Daar ligt gij dan alle, o mijn brieven,
ontplooid, op de tafel, vóór mij;
en het beeld der vertrokken gelieve
ligt, hallef verborgen, daarbij.
Twee lieflike rooskens, wier bladen
thans geuren bezitten noch kleur,
een vlechtje roodbruine haren,
dat is al, wat mij restte van heur!
Ik heb alles herdacht en herlezen!
vast een uur wel gestaard op heur beeld,
met mijn kussen 't aanlokkelik wezen
nog eens, in gepeinzen, gestreeld;
'k heb gezocht naar dat kuiltje in heur wangen,
naar die mouche, en die rozige vlek
die 'k zoo vaak heb gekust naar verlangen,
onder 't oor, in den molligen nek....
| |
[pagina 191]
| |
Nu is 't winter en avond.... Het donker
omhult mijne cel. Doch, voorwaar!
uit mijn vuur straalt een helder geflonker....
hoe laai is mijn kamertje en klaar!
Dit is 't uur, tot het offer verkozen....
och mijn hertje, wat doet het toch wee!
Ik doem alles, beeld, brief, tresje en rozen
ten plechtigen Auto-da-fé!....
Daar brandt reeds dat vlechtje.... De vlammen
dansen, dol-knetterend, er om....
Nu volgen twee telegrammen....
Eens maanden die: ‘'k Wacht u.... Kom!’
Dan mijn brieven!.... Ik leg u, beminden!
één voor één in den blakenden gloed -
de onmeêdoogende vlammen verslinden
de woorden, straks blij nog begroet,....
en het schijnt mij, als blonk door 't geknetter
en 't geklak van het spotziek vuur,
nog eventjes, letter bij letter,
het wachtwoord: ‘Van nacht.... om één uur!’

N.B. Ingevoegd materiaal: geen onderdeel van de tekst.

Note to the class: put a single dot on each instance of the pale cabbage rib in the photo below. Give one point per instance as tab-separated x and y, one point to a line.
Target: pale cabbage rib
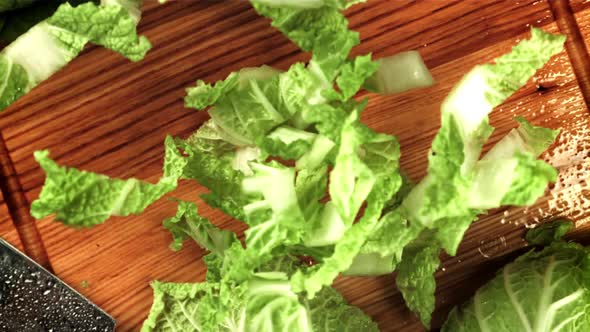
50	44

O mijn schat! O mijn hert!.... - Doch, ontsnapt het
dan van zelfs uit mijn bevende hand?
Daar laait reeds uw beeld.... en daar klapt het,
- hals, mond - in den knett'renden brand.
| |
[pagina 192]
| |
En een poosken nog lonken mij beide
uwe oogen gansch wonderlik aan; -
mij is 't.... of gij weder mij vleide’:
‘Slechts du hebs mijn hertje verstaan!’
Doch, wen ik met droomenden zinne
al die vlammekens flakkeren doe,
kijk! daar straalt mij het woordeken: ‘Minne’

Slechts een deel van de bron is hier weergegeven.